Introduction
IgG4-related diseases (IgG4-RDs) are newly classified, immune-mediated, fibroinflammatory conditions that are characterised by affected organ enlargement, lymph plasma cell infiltration (determined with IgG4-positive plasma cells) and serum IgG4 level elevation.1 Essentially, any organ can be affected by IgG4-RD, but the most commonly affected tissues include the pancreas, salivary glands, kidneys, retroperitoneum, periorbital tissue and lymph nodes.2 3 When IgG4-RD affects the periocular tissues, the condition is called IgG4-related ophthalmic disease (IgG4-ROD). IgG4-ROD includes Mikulicz’s disease and some of the diseases formerly referred to as idiopathic orbital inflammatory conditions or reactive lymphoid hyperplasia.4 5 Goto et al proposed the diagnostic criteria for IgG4-RODs in 2015.6
Oral steroid administration is the first-line therapy for IgG4-ROD and patients generally exhibit a good treatment response. However, recurrence occurs in more than half of the patients during oral steroid dose tapering, prolonging treatment and subsequently increasing the risk of steroid-related complications.7–9 Therefore, alternative therapies, including immunosuppressive drugs and rituximab, have been examined and validated.10 11 However, few studies have investigated the efficacy of IgG4-RD lesion resection alone.12 The current study examines the natural course and recurrence rate of IgG4-ROD in patients who underwent a diagnostic debulking surgery and no additional systemic steroid therapy.
Patients and methods
Because of this study’s retrospective nature, a formal consent process was replaced with a written opt out form. None of the included patients signed and returned the opt out form. The study conduct adhered to the tenets of the Declaration of Helsinki.
Study patients
This retrospective records review included data of patients diagnosed with IgG4-ROD using surgical biopsy. All patients were diagnosed at the Department of Ophthalmology and Pathology, Niigata University Medical and Dental Hospital (Niigata, Japan) between January 2009 and December 2018 and did not undergo further treatment after surgery. Patients with a postoperative observation period of less than 6 months were excluded from this study. Biopsy surgery was based on debulking surgery and resectable lesions were removed as much as possible within a safe range. The IgG4-ROD diagnosis was based on the criteria proposed by Goto et al.6 This study included cases of both definite and probable disease.

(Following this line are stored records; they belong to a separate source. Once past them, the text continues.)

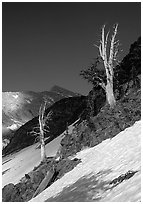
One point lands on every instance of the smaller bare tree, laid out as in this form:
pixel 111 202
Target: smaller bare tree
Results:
pixel 42 128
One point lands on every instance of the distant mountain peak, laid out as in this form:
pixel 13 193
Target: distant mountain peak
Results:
pixel 59 89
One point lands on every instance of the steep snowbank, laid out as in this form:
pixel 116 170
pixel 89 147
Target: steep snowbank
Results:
pixel 15 166
pixel 91 179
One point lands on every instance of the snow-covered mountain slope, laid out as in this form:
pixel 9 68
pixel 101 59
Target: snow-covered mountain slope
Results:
pixel 20 107
pixel 15 166
pixel 110 171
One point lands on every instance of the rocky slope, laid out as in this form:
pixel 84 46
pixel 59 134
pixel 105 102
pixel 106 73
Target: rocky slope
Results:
pixel 108 172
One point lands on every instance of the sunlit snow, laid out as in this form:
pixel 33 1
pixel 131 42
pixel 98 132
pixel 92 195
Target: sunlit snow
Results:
pixel 100 165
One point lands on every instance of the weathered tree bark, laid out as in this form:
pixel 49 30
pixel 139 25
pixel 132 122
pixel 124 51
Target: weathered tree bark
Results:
pixel 108 62
pixel 42 123
pixel 110 95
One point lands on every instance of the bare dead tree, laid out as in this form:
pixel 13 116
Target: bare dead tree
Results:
pixel 42 128
pixel 108 51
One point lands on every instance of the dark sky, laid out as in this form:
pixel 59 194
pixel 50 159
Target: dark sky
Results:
pixel 47 44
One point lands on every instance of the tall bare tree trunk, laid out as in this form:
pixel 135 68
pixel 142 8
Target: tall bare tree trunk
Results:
pixel 110 94
pixel 108 60
pixel 41 123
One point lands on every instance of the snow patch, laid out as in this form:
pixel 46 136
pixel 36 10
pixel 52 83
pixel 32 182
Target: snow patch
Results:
pixel 15 96
pixel 114 156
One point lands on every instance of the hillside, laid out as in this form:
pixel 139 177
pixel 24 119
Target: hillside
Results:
pixel 108 172
pixel 20 107
pixel 99 160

Data collection and analyses
Data were collected from patient medical records and included age, sex, postbiopsy follow-up period and orbital lesion type.13 Preoperative serum levels of IgG4, IgG, IgE and soluble interleukin-2 receptor (sIL-2R) were recorded, along with data on the presence/absence of immunoglobulin heavy chain (IgH) rearrangement, extraocular lesions and relapse. IgH rearrangement was examined using Southern blotting or PCR. The data on the extent of removal of the lesion in the operation were extracted from the operation records. Recurrence was defined as the return of symptoms (eg, eyelid swelling) or an increase in lesion size as confirmed using CT. The period between biopsy and relapse was noted in patients with recurrent disease. The collected data were used to determine recurrence rates following debulking surgery and clinical differences between the recurrent and non-recurrent groups.

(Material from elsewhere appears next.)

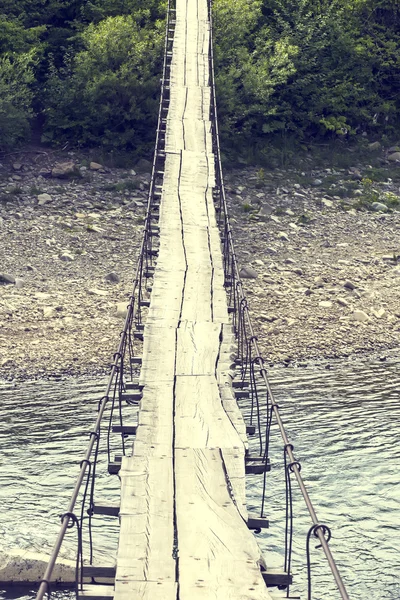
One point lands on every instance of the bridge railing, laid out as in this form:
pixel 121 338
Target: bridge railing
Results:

Data are presented as mean±SD where applicable. Unpaired Student’s t-test, Welch test and Mann-Whitney U test were used to examine the between-group differences in continuous data. Fisher’s exact test was used to examine differences in categorical data. All statistical analyses were performed using SPSS statistical software (V.23.0) and statistical significance was defined as p<0.05.